# Fruit Salad Trees....



## ariscus99 (Sep 18, 2011)

Anyone heard of and/or have any of these trees? I just heard about them today, and they seem pretty cool with what I've read so far. Just hoping to hear from some people that have them. Also I'm trying to locate them, all I seem to be able to find are bareroots, and I'd rather start with a 15 gallon or something a little larger than a bareroot because of the work involved. I'm in SW Riverside County CA, for anyone who may be near by and knows where to find one. Thanks in advance for any help.


----------



## creeper (Mar 11, 2011)

You mean this??


----------



## ariscus99 (Sep 18, 2011)

creeper said:


> You mean this??


lol, but yes, apparently they are real, they splice multiple fruit trees together, and you get a variety of fruits, or nuts on one tree. It's pretty cool, and it's apparently real. I talked to someone who's parents have one up in Sacramento but she knows nothing about it except it puts out lemons, limes, and oranges.


----------



## creeper (Mar 11, 2011)

Sorry never heard of them until now. If you google it all the sites are for Australia. Neat idea though. I wonder what the quality of the fruit would be like.


----------



## creeper (Mar 11, 2011)

Hey I'd like a peanut butter cookie tree


----------



## ariscus99 (Sep 18, 2011)

There is a place up near Ventura that sells them, the girl I talked to said the ones from her parents tree are delicious and taste like each one should. She also said she thinks they produce the different fruits at different times, though there is some overlapping.


----------



## user1007 (Sep 23, 2009)

Had a dwarf apple tree that produced five species of apples prolifically! It was great. Each species had its own branches but all were grafted to a common root stock. I would look for an orchard or nursery that specializes in grafting. Having dwarf root stock made the tree super easy to care for too. You didn't need a giant ladder to prune it and pruning is critical to growing fruit. 

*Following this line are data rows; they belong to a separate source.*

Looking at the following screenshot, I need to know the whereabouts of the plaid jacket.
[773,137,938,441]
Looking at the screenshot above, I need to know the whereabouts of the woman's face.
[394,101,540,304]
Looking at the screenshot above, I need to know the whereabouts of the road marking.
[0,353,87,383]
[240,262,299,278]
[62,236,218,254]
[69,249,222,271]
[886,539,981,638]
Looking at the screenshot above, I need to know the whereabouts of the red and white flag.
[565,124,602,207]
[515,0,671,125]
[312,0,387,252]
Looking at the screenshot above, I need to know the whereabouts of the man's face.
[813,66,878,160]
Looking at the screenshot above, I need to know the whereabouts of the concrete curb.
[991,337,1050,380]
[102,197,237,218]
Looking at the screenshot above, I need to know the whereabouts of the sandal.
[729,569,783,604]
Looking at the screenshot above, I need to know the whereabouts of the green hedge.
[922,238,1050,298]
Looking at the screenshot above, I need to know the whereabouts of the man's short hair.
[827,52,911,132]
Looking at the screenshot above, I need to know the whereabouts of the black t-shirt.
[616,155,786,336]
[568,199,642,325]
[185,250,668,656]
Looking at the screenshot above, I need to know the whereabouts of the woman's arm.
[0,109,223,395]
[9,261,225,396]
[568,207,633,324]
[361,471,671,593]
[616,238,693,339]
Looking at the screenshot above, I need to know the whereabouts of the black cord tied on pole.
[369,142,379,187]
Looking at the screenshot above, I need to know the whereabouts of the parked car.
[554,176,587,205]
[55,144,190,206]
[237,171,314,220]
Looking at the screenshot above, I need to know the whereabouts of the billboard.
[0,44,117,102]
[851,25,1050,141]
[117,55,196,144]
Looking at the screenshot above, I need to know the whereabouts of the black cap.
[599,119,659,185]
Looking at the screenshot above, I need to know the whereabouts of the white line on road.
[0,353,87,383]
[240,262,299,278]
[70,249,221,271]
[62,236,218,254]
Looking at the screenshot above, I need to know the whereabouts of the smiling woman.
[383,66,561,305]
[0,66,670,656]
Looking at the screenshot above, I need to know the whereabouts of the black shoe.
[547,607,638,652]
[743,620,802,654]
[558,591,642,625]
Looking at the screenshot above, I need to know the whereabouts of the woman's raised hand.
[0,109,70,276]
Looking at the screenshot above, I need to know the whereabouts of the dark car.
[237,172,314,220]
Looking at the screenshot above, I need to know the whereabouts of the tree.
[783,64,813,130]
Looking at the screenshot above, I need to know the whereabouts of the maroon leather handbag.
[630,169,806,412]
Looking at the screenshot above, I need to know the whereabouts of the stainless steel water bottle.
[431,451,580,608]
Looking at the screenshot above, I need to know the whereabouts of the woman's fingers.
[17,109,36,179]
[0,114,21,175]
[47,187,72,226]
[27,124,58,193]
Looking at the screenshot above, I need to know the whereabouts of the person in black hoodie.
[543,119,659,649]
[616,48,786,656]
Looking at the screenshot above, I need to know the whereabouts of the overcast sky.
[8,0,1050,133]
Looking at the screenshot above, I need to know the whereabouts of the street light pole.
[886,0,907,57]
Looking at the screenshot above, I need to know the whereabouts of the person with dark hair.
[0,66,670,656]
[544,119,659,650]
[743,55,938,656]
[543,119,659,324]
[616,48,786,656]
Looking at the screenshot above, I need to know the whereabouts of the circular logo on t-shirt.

If you cannot find what you want, you could probably do your own grafting. It is not difficult---in theory at least. I should think you would want to stick with pitted fruits and not mix with seeded fruits on the same root stock. 

Did a quick google search for "grafted fruit salad trees" and found this. This is an Australian company but it had a good description. 

http://www.fruitsaladtrees.com/html/variet.html

Here is a website from Grass Valley, CA which might work for you? 

http://www.groworganic.com/multi-grafted-fruit-salad-semi-dwarf.html

One more California reference suggesting pitted fruit grafts, seeded fruits, and citrus fruits. Not all on the same tree stock though. I will leave further searching to you!

http://www.crfg-central.org/Information/TREES_OF_PLENTY.HTM

Post back what you find. It is kind of a cool idea.


----------



## chrisn (Dec 23, 2007)

sdsester said:


> Had a dwarf apple tree that produced five species of apples prolifically! It was great. Each species had its own branches but all were grafted to a common root stock. I would look for an orchard or nursery that specializes in grafting. Having dwarf root stock made the tree super easy to care for too. You didn't need a giant ladder to prune it and pruning is critical to growing fruit.
> 
> If you cannot find what you want, you could probably do your own grafting. It is not difficult---in theory at least. I should think you would want to stick with pitted fruits and not mix with seeded fruits on the same root stock.
> 
> ...


 

Difficult? Maybe not but it is VERY hard to do properly :yes:


----------